For us SEOs, the obvious question follows: can we imitate this process to analyze our own content? The answer is yes. With embeddings (semantic vectors) we turn both queries and page content into numerical representations that capture their meaning. Compare those representations and you get a measure of how semantically related a page is to a given query.

In this technical walkthrough I’ll cover what embeddings are, how similarities are computed via the dot product, and how to build a homemade SEO tool that vectorizes content and produces a relevance score (which I’ll call the G-Score) close in spirit to the one Google relies on.

Fundamentals: text embeddings and semantic similarity

Embeddings is the term for vector representations of text in high-dimensional spaces. Put simply, an embedding turns a piece of text (a sentence, a paragraph, a whole document) into a vector of numbers. That vector acts as a “semantic fingerprint” of the text: if two texts mean similar things, their vectors sit close together or point in the same direction in the vector space, even when the actual words differ. Texts about different topics, on the other hand, produce vectors that are far apart or pointing in very different directions.

Picture a space with hundreds of dimensions (hard to visualize, but mathematically tractable). Each word or concept contributes something to certain dimensions of the vector. A well-trained embedding model will place the vectors for “cheap hotel” near “budget accommodation”, while “cheap hotel” ends up far from “sports car”. That happens because the model learns from the context of millions of examples which words and phrases carry related meanings.

For search engines, embeddings let them match results beyond literal text matching. Google introduced systems like RankBrain (in 2015) and more recently algorithms such as RankEmbed and MUM, which use embeddings and language models to understand never-before-seen queries and match them to relevant content even when the words don’t coincide exactly.

In an SEO context, understanding embeddings is valuable because it lets us measure the semantic similarity between search intent and our page content in a quantitative way.

Once we have vectors representing both the user’s query and a page’s content, how do we measure how alike they are? There are several ways to compute the distance or similarity between two vectors, but the most common are: cosine similarity, Euclidean distance, and the dot product.

In natural language processing tasks, cosine similarity has long been popular: you compute the cosine of the angle between two vectors, which tells you how aligned they are while ignoring differences in magnitude.

Over the last few years, though, it’s become clear that for certain applications (semantic search among them) the dot product can work better. The dot product is simply the sum of the element-wise products of two vectors, and it equals cosine similarity multiplied by the lengths of both vectors.

The dot product factors in not only the relative direction (the angle) but also the magnitude of the vectors. So if a document is rich in relevant content (which can produce a vector of larger magnitude), it scores higher under the dot product than a shorter document, even when both point in a similar direction. The dot product rewards the breadth or “weight” of the content, whereas cosine similarity treats a short paragraph and a long one the same as long as they say exactly the same thing.

Why does the choice of the dot product matter so much?

Because Google, according to information surfaced in the antitrust trial, measures semantic similarity between queries and documents using the dot product in its internal systems, not cosine similarity.
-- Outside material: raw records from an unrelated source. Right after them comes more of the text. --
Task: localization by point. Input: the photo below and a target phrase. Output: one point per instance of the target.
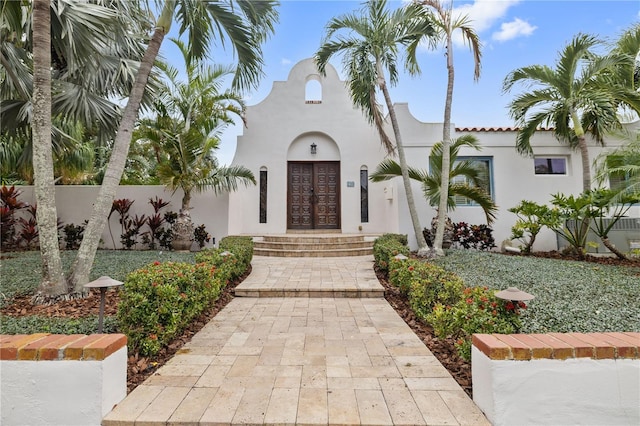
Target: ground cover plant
(570, 296)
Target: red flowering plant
(479, 311)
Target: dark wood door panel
(313, 195)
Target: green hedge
(159, 300)
(440, 298)
(386, 247)
(232, 259)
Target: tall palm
(92, 51)
(52, 275)
(622, 163)
(191, 116)
(465, 179)
(371, 43)
(571, 98)
(445, 24)
(244, 24)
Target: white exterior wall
(554, 392)
(62, 392)
(282, 127)
(75, 203)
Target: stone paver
(294, 360)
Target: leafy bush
(241, 247)
(386, 247)
(435, 285)
(477, 237)
(232, 258)
(158, 301)
(479, 311)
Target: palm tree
(371, 48)
(67, 55)
(245, 25)
(572, 98)
(190, 118)
(621, 165)
(52, 275)
(465, 179)
(445, 24)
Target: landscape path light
(103, 283)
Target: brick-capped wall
(524, 347)
(50, 347)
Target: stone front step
(311, 277)
(329, 245)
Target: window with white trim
(550, 165)
(484, 165)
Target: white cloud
(513, 29)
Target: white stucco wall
(282, 126)
(75, 202)
(553, 392)
(62, 392)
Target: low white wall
(75, 204)
(554, 392)
(62, 392)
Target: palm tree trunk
(586, 168)
(53, 283)
(446, 154)
(612, 248)
(86, 254)
(417, 229)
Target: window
(550, 165)
(484, 165)
(313, 92)
(617, 179)
(263, 195)
(364, 195)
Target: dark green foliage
(73, 235)
(159, 300)
(37, 324)
(477, 237)
(201, 235)
(386, 247)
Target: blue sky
(514, 33)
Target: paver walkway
(294, 360)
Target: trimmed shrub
(479, 311)
(159, 300)
(232, 265)
(435, 285)
(386, 247)
(241, 247)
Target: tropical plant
(532, 217)
(621, 168)
(370, 43)
(609, 207)
(471, 186)
(190, 118)
(575, 98)
(445, 24)
(244, 24)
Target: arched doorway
(313, 183)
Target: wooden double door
(313, 195)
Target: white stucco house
(312, 151)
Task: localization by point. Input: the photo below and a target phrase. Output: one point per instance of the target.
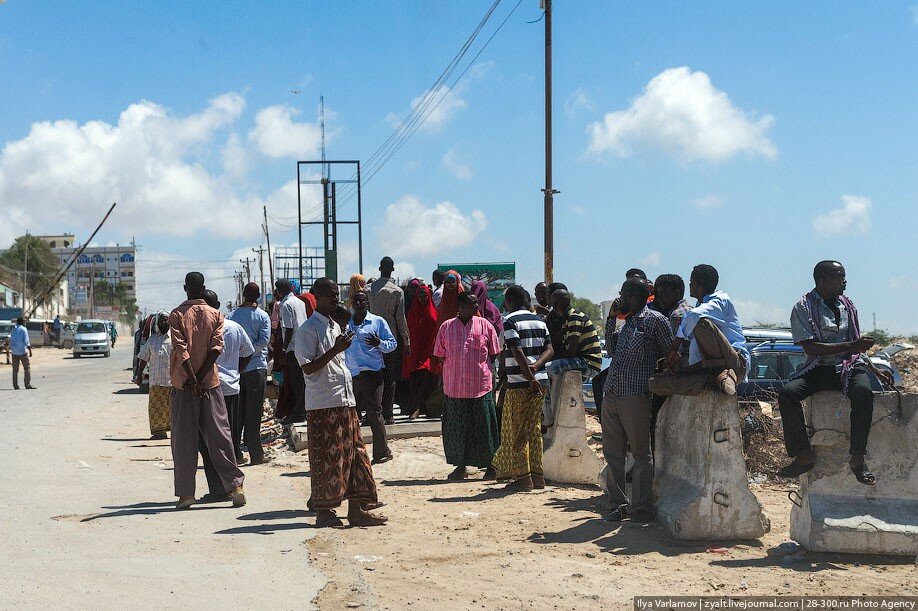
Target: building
(112, 264)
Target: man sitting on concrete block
(824, 322)
(717, 348)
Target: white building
(112, 264)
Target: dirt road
(86, 517)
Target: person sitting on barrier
(824, 322)
(577, 348)
(717, 346)
(626, 412)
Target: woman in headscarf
(358, 283)
(449, 304)
(155, 352)
(486, 307)
(417, 366)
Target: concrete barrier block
(700, 478)
(836, 513)
(566, 456)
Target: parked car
(91, 337)
(773, 364)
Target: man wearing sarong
(526, 341)
(197, 406)
(466, 344)
(824, 322)
(155, 353)
(339, 465)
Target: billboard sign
(497, 276)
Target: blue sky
(759, 138)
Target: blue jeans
(555, 370)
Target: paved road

Its RankEmbed system, which estimates the match between a query and a page (especially for short or generic queries), relies on this vector similarity measure. Plenty of SEO analysts have been computing cosine similarity between texts to gauge relevance, but if Google uses the dot product, it’s worth having our tools do the same so we align better with how it weighs content. With that in mind, in the sections below I’ll build a tool that applies these ideas: we’ll get embeddings for our pages and queries, and compute the dot product between them to get a score I’ll call the G-Score (named for this revealed semantic “Google Score”). To be clear, the G-Score is my analogy to Google’s internal system, not a metric Google publishes or has disclosed by name.

The embedding model: multi-qa-mpnet-base-dot-v1 (multilingual and dot-product optimized)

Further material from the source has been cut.